Product Manager, AI Platform Kernels and Communication Libraries
SCRAPED
Used Tools & Technologies
Not specified
Required Skills & Competences ?
GitHub @ 6 Algorithms @ 3 Communication @ 3 Product Management @ 5 CUDA @ 3 GPU @ 3Details
NVIDIA's AI Software Platforms team seeks a technical product manager to accelerate next-generation inference deployments through innovative libraries, communication runtimes, and kernel optimization frameworks. This role bridges low-level GPU programming with ecosystem-wide developer enablement for products including CUTLASS, cuDNN, NCCL, NVSHMEM, and open-source contributions to Triton/FlashInfer.
Responsibilities
- Architect developer-focused products that simplify high-performance inference and training deployment across diverse GPU architectures.
- Define the multi-year strategy for kernel and communication libraries by analyzing performance bottlenecks in emerging AI workloads.
- Collaborate with CUDA kernel engineers to design intuitive, high-level abstractions for memory and distributed execution.
- Partner with open-source communities like Triton and FlashInfer to shape and drive ecosystem-wide roadmaps.
- Work with internal developers and external ecosystem users to identify key improvements, create roadmaps, and drive product strategy and go-to-market plans.
Requirements
- 5+ years of technical product management experience shipping developer products for GPU acceleration, with expertise in HPC optimization stacks.
- Expert-level understanding of CUDA execution models and multi-GPU protocols, with a proven track record of translating hardware capabilities into software roadmaps.
- BS or MS (or equivalent experience) in Computer Engineering or demonstrated expertise in parallel computing architectures.
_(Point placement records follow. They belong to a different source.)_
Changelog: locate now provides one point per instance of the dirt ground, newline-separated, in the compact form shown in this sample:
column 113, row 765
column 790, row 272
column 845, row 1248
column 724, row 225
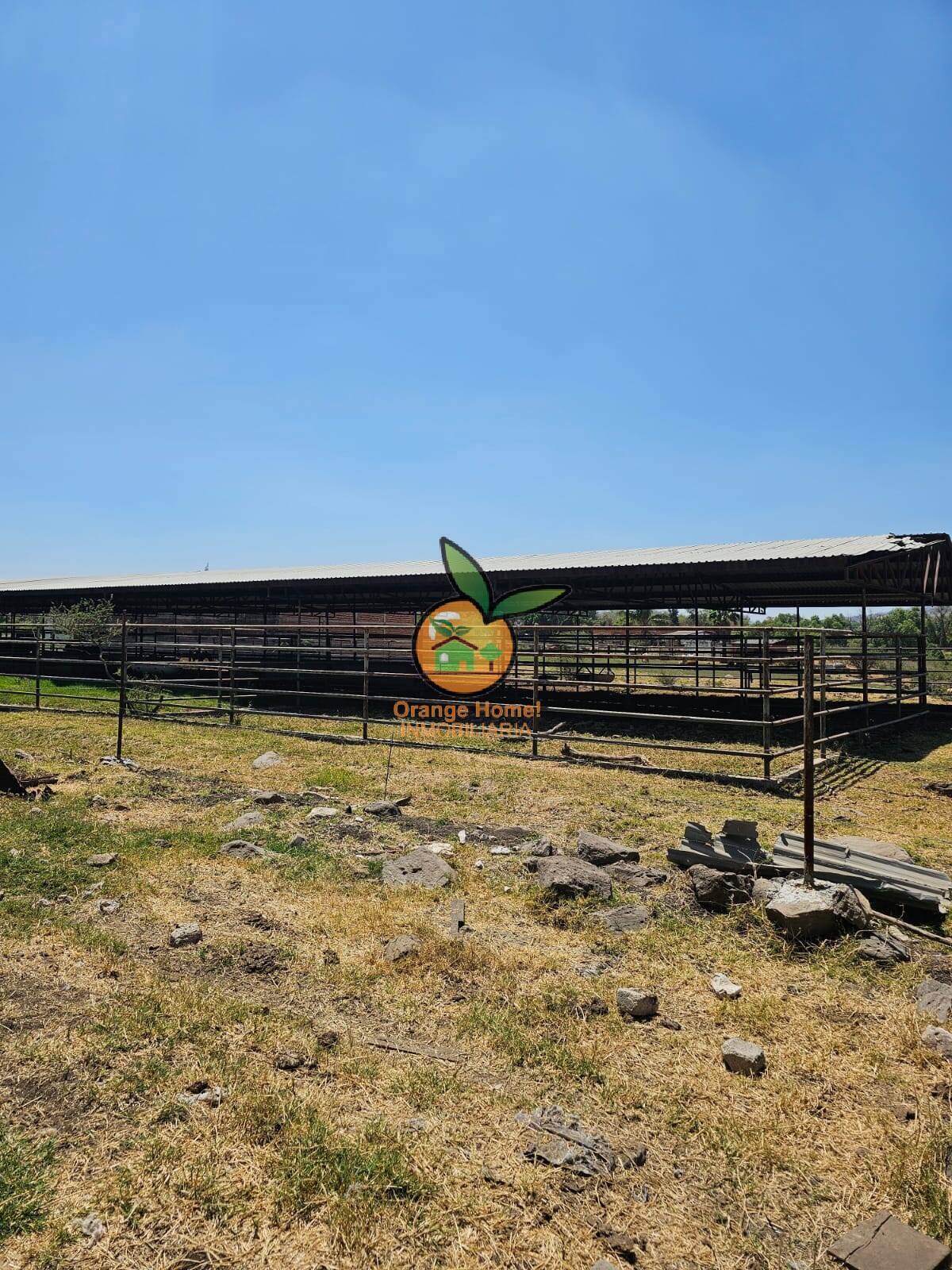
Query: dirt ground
column 279, row 1095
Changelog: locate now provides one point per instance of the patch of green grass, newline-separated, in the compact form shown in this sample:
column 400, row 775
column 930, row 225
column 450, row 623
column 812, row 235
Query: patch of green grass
column 317, row 1164
column 25, row 1184
column 524, row 1043
column 340, row 779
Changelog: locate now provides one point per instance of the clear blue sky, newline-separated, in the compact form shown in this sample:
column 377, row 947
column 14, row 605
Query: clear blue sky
column 311, row 283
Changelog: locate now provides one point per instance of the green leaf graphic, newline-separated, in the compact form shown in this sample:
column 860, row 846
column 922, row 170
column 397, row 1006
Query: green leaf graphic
column 528, row 600
column 466, row 575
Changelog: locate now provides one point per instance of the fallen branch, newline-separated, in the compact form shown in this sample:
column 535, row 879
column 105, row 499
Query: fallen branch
column 908, row 926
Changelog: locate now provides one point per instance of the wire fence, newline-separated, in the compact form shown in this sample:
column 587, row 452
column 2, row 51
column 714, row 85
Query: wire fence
column 716, row 702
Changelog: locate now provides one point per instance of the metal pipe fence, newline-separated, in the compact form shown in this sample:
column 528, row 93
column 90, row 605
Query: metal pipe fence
column 735, row 698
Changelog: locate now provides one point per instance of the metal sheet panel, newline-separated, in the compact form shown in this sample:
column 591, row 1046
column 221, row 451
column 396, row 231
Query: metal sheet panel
column 727, row 552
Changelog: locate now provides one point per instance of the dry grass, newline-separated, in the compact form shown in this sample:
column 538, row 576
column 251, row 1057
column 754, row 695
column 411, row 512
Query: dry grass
column 102, row 1026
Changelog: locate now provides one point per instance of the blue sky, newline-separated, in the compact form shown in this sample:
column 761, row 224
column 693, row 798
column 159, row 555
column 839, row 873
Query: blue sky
column 313, row 283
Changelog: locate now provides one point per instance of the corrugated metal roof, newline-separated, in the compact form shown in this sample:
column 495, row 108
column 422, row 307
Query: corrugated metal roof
column 727, row 552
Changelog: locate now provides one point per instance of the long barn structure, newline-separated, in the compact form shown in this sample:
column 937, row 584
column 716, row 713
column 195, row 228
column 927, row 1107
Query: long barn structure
column 334, row 643
column 880, row 569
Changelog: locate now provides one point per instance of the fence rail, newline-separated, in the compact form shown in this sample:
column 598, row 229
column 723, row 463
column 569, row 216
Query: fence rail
column 733, row 696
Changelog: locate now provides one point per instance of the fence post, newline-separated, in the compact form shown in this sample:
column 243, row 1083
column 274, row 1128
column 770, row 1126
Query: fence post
column 823, row 695
column 232, row 679
column 899, row 676
column 535, row 691
column 122, row 690
column 808, row 760
column 766, row 702
column 923, row 675
column 40, row 653
column 366, row 683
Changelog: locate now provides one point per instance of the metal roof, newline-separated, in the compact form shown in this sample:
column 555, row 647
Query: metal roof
column 727, row 552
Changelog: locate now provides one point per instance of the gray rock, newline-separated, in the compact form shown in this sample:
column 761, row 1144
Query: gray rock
column 635, row 1003
column 882, row 1242
column 105, row 857
column 935, row 999
column 725, row 988
column 201, row 1091
column 535, row 848
column 570, row 878
column 245, row 822
column 636, row 876
column 240, row 850
column 882, row 950
column 190, row 933
column 382, row 806
column 625, row 918
column 420, row 868
column 92, row 1227
column 605, row 851
column 743, row 1057
column 820, row 914
column 268, row 760
column 719, row 891
column 401, row 946
column 560, row 1141
column 765, row 889
column 939, row 1039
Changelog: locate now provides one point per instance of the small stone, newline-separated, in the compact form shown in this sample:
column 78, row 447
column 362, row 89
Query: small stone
column 401, row 946
column 935, row 999
column 418, row 869
column 382, row 806
column 92, row 1227
column 625, row 918
column 882, row 949
column 939, row 1041
column 605, row 851
column 570, row 878
column 245, row 822
column 564, row 1143
column 201, row 1091
column 290, row 1060
column 719, row 891
column 240, row 850
column 635, row 1003
column 190, row 933
column 725, row 988
column 743, row 1057
column 267, row 760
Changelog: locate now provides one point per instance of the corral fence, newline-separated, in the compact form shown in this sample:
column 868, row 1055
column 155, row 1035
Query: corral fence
column 716, row 702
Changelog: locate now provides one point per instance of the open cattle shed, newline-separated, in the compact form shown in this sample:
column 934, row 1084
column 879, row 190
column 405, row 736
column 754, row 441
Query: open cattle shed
column 880, row 569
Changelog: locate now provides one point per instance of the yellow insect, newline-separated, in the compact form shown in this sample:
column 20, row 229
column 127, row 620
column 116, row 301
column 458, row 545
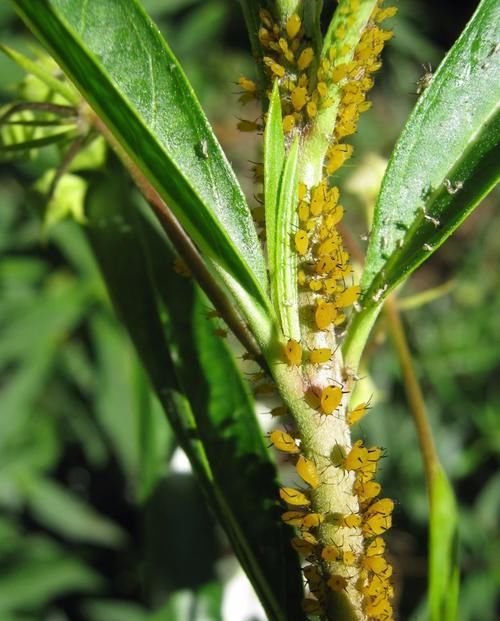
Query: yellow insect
column 294, row 497
column 321, row 355
column 337, row 583
column 301, row 242
column 307, row 471
column 284, row 442
column 331, row 396
column 293, row 352
column 324, row 314
column 293, row 25
column 348, row 297
column 305, row 58
column 355, row 415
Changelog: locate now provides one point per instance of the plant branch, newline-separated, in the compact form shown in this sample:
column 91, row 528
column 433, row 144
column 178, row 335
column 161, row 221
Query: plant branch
column 413, row 391
column 186, row 249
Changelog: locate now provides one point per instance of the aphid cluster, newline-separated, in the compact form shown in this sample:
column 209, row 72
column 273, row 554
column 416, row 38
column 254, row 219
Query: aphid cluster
column 308, row 85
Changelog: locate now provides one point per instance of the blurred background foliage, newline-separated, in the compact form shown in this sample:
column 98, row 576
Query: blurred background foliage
column 100, row 519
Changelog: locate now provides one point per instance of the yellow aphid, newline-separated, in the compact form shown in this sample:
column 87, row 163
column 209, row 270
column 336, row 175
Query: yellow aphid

- Strong technical interpersonal skills with experience communicating complex optimizations to developers and researchers.
Ways to stand out
- PhD or equivalent experience in Computer Engineering or a related technical field.
- Contributions to performance-critical open-source projects like Triton, FlashAttention, or TVM with measurable adoption impact.
- Experience crafting GitHub-first developer tools with strong community engagement.
- Published research on GPU kernel optimization, collective communication algorithms, or ML model serving architectures.
- Experience building cost-per-inference models incorporating hardware utilization, energy efficiency, and cluster scaling factors.
Compensation & Logistics
- Base salary ranges provided by level:
- Level 3: 144,000 USD - 218,500 USD
- Level 4: 168,000 USD - 258,750 USD
- You will also be eligible for equity and benefits. Applications accepted at least until July 29, 2025.
Location
- Santa Clara, California, United States (on-site)
Equal Opportunity
NVIDIA is committed to fostering a diverse work environment and is an equal opportunity employer. NVIDIA does not discriminate on the basis of race, religion, color, national origin, gender, gender expression, sexual orientation, age, marital status, veteran status, disability status or any other characteristic protected by law.